Unfortunately for Bannon, he hadn’t paid enough attention to the Cohn email – he wasn’t family and thus, just like everyone else in Trump's life, his days were numbered. Now, as always happens, he’s out on his arse, ditched by the Donald. Apparently the Mercers have followed suit, ad he's lost his job at Breitbart as well. Now he’s reduced to publishing humiliating, grovelling statements begging Trump to love him once more. Poor Steve-o; despite all his chest puffing bullshit about ‘waging total war’ against the political elite and being ‘Darth Vader’ (lol), he lasted just under a year close to power. 

With Bannon out of the picture, the direction of the American administration under Trump – if Wolff is to be believed anyway– will substantially alter. This gives the book the air of closing the first chapter of the strangest presidency of modern times. Bannon is out, and Javanka, the mocking portmanteau shorthand for Jared and Ivanka, are now Trump’s closest advisors. Whether that means that their liberal, NYC sensibilities will have some sway is another matter (both have been Democrat voters in the past), but there is -currently at least- no one with the chaotic, nihilism  of Bannon intent on kicking off a brutal culture war from the heart of DC. Is it better for the world that the slick Republic machine is likely to step into the void? We'll find out soon enough.

It’s a shame there’s not more in the book on the Mercers – shadowy figures behind the rise of Trump, they remain enigmatic, as do the motivations of the hordes of Americans who voted for Trump despite of – because of – his clear unsuitability. A more complete book would have had Wolff as curious about the how and why of Trump’s triumph as the way it played out.
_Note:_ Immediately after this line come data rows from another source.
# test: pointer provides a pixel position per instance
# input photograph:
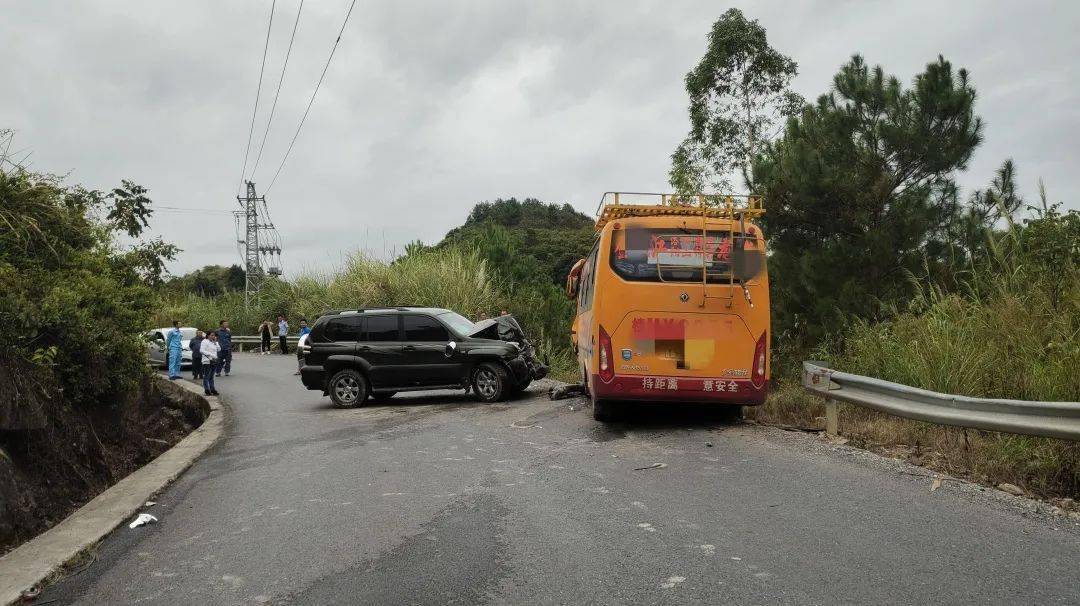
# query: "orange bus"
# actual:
(673, 303)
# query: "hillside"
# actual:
(526, 240)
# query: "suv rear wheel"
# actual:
(348, 388)
(490, 381)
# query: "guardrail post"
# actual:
(832, 417)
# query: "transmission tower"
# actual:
(260, 242)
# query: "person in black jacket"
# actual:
(196, 358)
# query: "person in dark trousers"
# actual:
(265, 333)
(208, 350)
(305, 331)
(225, 341)
(283, 334)
(196, 358)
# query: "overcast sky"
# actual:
(430, 107)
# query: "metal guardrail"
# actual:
(1050, 419)
(240, 340)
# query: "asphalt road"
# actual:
(437, 499)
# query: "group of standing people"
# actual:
(212, 351)
(211, 354)
(267, 328)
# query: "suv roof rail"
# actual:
(386, 308)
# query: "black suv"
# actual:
(355, 354)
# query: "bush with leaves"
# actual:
(73, 301)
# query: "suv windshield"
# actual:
(460, 324)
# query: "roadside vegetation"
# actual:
(879, 265)
(78, 411)
(509, 256)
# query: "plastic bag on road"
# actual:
(142, 520)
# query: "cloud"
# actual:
(430, 107)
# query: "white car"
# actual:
(157, 353)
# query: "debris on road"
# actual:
(142, 520)
(564, 391)
(31, 593)
(1011, 488)
(653, 466)
(672, 581)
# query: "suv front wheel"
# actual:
(348, 388)
(490, 381)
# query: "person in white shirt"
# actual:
(210, 351)
(299, 349)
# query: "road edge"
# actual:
(32, 562)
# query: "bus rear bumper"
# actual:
(679, 389)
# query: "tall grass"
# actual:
(1011, 331)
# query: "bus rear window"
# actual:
(675, 255)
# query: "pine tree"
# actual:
(861, 193)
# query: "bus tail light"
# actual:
(607, 368)
(758, 374)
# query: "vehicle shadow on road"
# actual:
(454, 399)
(667, 416)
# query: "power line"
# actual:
(184, 210)
(320, 83)
(258, 92)
(278, 92)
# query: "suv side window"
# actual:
(424, 328)
(381, 328)
(343, 328)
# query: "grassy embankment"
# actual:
(1013, 332)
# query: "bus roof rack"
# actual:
(615, 205)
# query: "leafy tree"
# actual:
(860, 192)
(738, 93)
(526, 241)
(73, 300)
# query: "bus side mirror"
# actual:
(746, 264)
(571, 286)
(574, 279)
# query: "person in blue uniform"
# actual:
(175, 342)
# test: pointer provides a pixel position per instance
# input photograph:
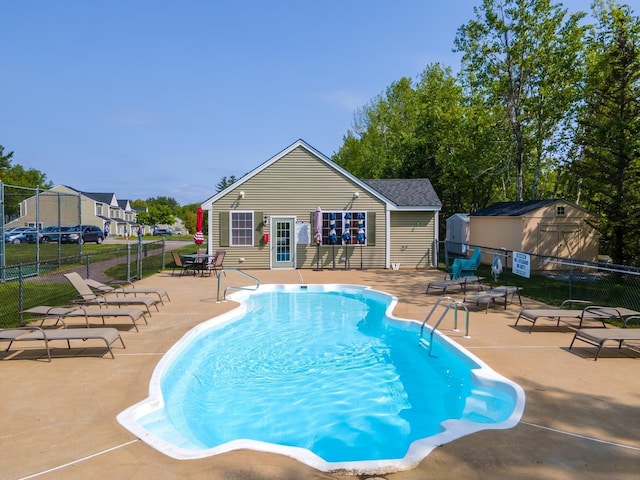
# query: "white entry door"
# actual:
(283, 246)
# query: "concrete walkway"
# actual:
(582, 418)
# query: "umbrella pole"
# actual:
(318, 268)
(347, 265)
(333, 250)
(361, 267)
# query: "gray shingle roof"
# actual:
(512, 209)
(407, 192)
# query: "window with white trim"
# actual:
(352, 222)
(241, 229)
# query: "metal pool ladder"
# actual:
(224, 299)
(453, 304)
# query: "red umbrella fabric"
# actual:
(198, 238)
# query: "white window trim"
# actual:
(231, 214)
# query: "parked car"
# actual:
(52, 233)
(20, 235)
(82, 234)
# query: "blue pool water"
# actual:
(323, 374)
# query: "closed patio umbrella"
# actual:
(198, 238)
(318, 235)
(346, 236)
(333, 236)
(361, 235)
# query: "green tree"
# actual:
(430, 129)
(520, 55)
(18, 176)
(609, 167)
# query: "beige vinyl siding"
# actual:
(294, 186)
(412, 239)
(540, 232)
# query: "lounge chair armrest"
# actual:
(633, 318)
(570, 302)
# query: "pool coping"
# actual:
(453, 429)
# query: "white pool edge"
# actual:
(418, 450)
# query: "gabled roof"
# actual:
(410, 192)
(299, 143)
(108, 198)
(513, 209)
(397, 194)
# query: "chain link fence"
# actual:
(555, 279)
(28, 284)
(31, 215)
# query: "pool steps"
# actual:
(453, 304)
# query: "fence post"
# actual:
(570, 279)
(20, 293)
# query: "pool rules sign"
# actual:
(522, 264)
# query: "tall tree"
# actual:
(431, 128)
(19, 183)
(518, 53)
(609, 168)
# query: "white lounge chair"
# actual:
(36, 334)
(45, 312)
(599, 336)
(120, 289)
(89, 297)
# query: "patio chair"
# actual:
(31, 334)
(460, 282)
(89, 297)
(119, 289)
(599, 336)
(182, 265)
(59, 314)
(564, 314)
(489, 297)
(464, 267)
(216, 263)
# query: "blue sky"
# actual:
(164, 98)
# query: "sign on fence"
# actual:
(521, 264)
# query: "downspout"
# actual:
(436, 239)
(387, 237)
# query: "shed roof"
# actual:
(512, 209)
(407, 192)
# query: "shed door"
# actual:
(283, 246)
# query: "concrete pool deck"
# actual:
(582, 418)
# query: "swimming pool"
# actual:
(324, 374)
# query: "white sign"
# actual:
(522, 264)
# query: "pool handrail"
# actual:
(452, 303)
(224, 270)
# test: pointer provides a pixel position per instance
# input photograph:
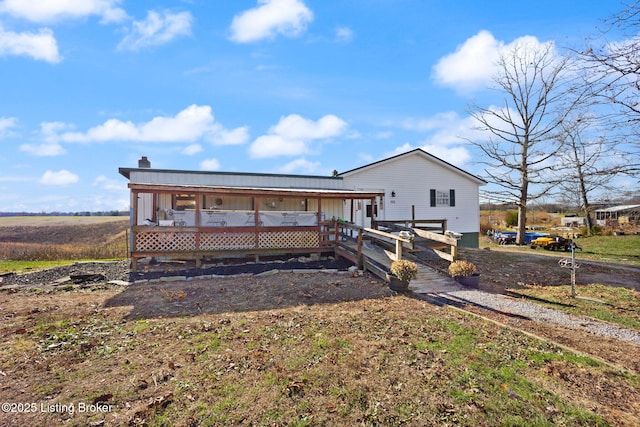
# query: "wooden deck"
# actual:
(378, 261)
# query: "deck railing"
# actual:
(342, 238)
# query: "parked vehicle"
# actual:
(552, 243)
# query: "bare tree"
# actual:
(613, 77)
(523, 133)
(586, 163)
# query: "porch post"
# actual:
(256, 219)
(198, 200)
(133, 221)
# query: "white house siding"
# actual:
(411, 177)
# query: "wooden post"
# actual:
(413, 216)
(197, 213)
(256, 220)
(373, 213)
(360, 260)
(351, 217)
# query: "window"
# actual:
(184, 201)
(439, 198)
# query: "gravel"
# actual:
(514, 307)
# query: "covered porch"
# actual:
(199, 222)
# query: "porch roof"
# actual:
(256, 191)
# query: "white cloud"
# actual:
(62, 177)
(295, 126)
(57, 10)
(269, 18)
(293, 135)
(192, 149)
(235, 136)
(210, 164)
(157, 29)
(445, 128)
(189, 125)
(474, 64)
(48, 149)
(344, 34)
(41, 45)
(300, 166)
(6, 123)
(110, 185)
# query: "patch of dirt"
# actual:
(501, 269)
(271, 289)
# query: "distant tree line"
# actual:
(83, 213)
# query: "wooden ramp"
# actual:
(378, 261)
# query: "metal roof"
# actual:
(619, 208)
(257, 191)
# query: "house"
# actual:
(618, 215)
(197, 214)
(418, 185)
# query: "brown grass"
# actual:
(388, 361)
(63, 238)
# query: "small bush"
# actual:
(511, 219)
(404, 270)
(462, 268)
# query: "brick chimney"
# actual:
(144, 163)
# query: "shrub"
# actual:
(511, 219)
(404, 270)
(462, 268)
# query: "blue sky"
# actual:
(276, 86)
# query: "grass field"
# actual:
(385, 362)
(41, 242)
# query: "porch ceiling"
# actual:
(256, 191)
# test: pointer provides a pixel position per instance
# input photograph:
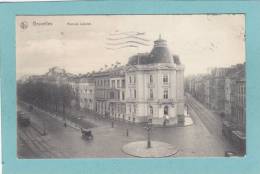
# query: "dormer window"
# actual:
(165, 79)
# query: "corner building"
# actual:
(155, 86)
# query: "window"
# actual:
(113, 84)
(123, 95)
(130, 92)
(151, 110)
(165, 79)
(151, 78)
(151, 93)
(118, 84)
(111, 95)
(166, 110)
(165, 94)
(123, 84)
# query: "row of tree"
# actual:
(59, 98)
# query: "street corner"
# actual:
(156, 150)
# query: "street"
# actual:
(203, 138)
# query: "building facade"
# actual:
(155, 86)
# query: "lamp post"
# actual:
(148, 129)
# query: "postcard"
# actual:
(118, 87)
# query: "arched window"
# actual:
(151, 110)
(166, 110)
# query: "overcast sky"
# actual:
(201, 41)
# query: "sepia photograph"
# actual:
(131, 86)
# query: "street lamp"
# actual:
(148, 129)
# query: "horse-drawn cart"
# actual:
(86, 134)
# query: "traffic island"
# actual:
(158, 149)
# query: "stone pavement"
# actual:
(158, 149)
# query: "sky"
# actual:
(79, 43)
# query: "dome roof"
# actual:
(159, 54)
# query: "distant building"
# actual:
(150, 86)
(223, 90)
(155, 85)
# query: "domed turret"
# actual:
(159, 54)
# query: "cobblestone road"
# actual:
(203, 138)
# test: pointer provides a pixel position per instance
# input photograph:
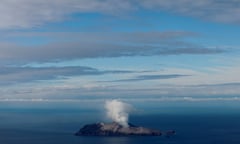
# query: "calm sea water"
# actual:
(51, 123)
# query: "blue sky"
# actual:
(75, 49)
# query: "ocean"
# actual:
(56, 122)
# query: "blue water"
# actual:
(48, 123)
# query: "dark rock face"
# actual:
(114, 129)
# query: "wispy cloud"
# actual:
(226, 11)
(95, 45)
(149, 77)
(16, 75)
(28, 13)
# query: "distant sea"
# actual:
(56, 122)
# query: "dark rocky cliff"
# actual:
(115, 129)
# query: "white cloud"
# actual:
(226, 11)
(31, 13)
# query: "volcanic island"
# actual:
(115, 129)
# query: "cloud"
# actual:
(16, 75)
(32, 13)
(67, 46)
(149, 77)
(29, 13)
(226, 11)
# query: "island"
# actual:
(115, 129)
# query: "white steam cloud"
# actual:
(118, 111)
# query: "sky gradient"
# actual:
(81, 49)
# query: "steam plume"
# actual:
(118, 111)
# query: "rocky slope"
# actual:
(115, 129)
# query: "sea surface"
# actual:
(56, 122)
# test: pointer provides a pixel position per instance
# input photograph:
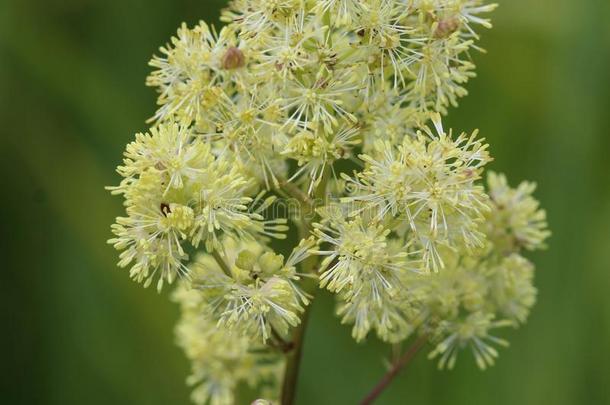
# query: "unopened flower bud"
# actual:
(233, 59)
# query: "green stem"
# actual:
(393, 372)
(308, 266)
(221, 262)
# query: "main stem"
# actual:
(396, 368)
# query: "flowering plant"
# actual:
(323, 117)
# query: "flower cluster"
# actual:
(335, 104)
(220, 360)
(176, 192)
(478, 289)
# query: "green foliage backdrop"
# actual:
(78, 331)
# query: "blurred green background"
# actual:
(78, 331)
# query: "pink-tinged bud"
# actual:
(233, 59)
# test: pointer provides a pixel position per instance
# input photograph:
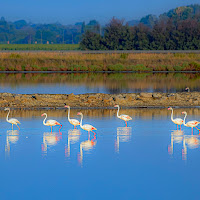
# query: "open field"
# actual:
(61, 61)
(100, 100)
(38, 47)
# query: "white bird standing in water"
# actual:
(12, 120)
(74, 122)
(190, 124)
(86, 127)
(50, 122)
(177, 121)
(123, 117)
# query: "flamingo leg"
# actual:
(94, 132)
(18, 127)
(59, 129)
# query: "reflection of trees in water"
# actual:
(49, 139)
(113, 82)
(190, 142)
(73, 137)
(86, 146)
(123, 135)
(12, 137)
(176, 138)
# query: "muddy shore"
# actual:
(99, 100)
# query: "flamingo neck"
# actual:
(45, 119)
(81, 121)
(118, 112)
(172, 116)
(8, 115)
(68, 114)
(184, 120)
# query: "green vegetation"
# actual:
(40, 47)
(62, 61)
(179, 29)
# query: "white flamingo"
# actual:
(191, 124)
(86, 127)
(74, 122)
(123, 117)
(12, 120)
(177, 121)
(50, 122)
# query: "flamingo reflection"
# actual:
(87, 146)
(191, 142)
(12, 137)
(49, 139)
(73, 137)
(176, 137)
(123, 135)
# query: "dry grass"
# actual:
(52, 61)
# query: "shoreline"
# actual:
(100, 100)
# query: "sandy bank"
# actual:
(99, 100)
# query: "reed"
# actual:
(62, 61)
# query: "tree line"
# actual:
(21, 32)
(177, 29)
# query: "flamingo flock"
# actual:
(74, 122)
(178, 121)
(90, 128)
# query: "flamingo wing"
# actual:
(74, 122)
(192, 123)
(178, 121)
(52, 122)
(88, 127)
(125, 117)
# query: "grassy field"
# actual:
(61, 61)
(39, 47)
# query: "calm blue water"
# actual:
(148, 160)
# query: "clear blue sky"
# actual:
(71, 11)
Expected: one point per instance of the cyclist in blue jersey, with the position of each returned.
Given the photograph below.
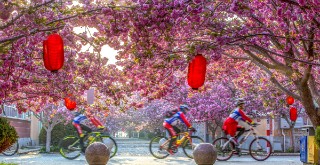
(78, 123)
(170, 122)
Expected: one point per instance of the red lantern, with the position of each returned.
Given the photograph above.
(293, 114)
(71, 105)
(290, 100)
(197, 72)
(53, 52)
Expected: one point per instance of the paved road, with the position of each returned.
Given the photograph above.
(135, 152)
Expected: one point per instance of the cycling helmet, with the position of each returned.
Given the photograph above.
(239, 101)
(183, 108)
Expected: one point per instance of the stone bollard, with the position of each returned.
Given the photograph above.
(205, 154)
(97, 153)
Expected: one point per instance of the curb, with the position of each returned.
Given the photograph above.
(24, 151)
(285, 154)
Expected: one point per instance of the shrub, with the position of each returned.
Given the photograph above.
(58, 132)
(8, 134)
(317, 136)
(3, 163)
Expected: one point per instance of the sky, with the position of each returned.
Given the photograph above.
(106, 50)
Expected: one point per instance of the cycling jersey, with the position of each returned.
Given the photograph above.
(238, 114)
(230, 125)
(176, 117)
(80, 119)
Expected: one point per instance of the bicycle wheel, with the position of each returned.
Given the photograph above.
(158, 147)
(11, 150)
(224, 149)
(110, 143)
(260, 149)
(189, 145)
(69, 147)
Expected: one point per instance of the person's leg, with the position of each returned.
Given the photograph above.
(241, 130)
(88, 130)
(80, 134)
(172, 134)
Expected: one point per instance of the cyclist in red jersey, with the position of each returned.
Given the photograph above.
(230, 125)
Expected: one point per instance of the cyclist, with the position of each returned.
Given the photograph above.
(170, 122)
(79, 123)
(230, 125)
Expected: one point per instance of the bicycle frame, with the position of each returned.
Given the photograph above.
(243, 140)
(96, 135)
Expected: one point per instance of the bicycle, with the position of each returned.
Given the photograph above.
(70, 148)
(13, 149)
(259, 148)
(159, 145)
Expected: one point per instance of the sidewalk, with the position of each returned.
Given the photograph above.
(28, 149)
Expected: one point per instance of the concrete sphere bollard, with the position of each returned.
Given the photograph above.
(97, 153)
(205, 154)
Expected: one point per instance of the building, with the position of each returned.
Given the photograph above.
(27, 126)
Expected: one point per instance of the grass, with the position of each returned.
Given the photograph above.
(2, 163)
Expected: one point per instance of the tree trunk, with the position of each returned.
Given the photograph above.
(292, 138)
(48, 140)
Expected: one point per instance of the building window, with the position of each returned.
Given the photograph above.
(12, 112)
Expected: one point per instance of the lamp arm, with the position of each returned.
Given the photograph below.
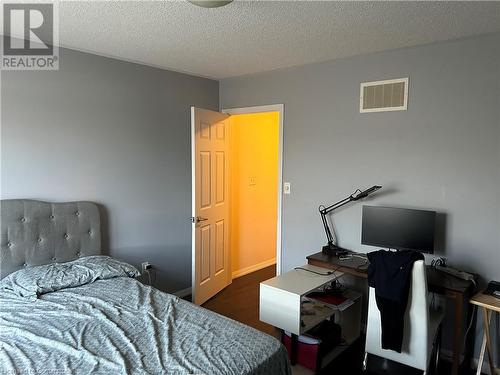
(334, 206)
(357, 195)
(328, 233)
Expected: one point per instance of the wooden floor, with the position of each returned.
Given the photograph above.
(240, 301)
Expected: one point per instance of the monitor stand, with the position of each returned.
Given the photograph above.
(335, 250)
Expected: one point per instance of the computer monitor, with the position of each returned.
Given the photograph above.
(398, 228)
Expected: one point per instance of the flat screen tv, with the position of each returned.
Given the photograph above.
(398, 228)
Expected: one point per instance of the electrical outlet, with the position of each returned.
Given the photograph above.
(286, 188)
At this stage there is no telling whether Trump is a wild fluke of the new millennium, or the outlier of an all new age. Wolff isn’t offering an opinion either way. .

Still, The Fire and Fury has all the drama and overblown characters of any of the greatest of reality TV that Trump so loves.  It’s impact has been instantaneous, a remarkable media event in a time when remarkable media events are commonplace. The book has caused anger, analysis and no small amount of hilarity from all sides. Most inevitable of all, Donald has tweeted.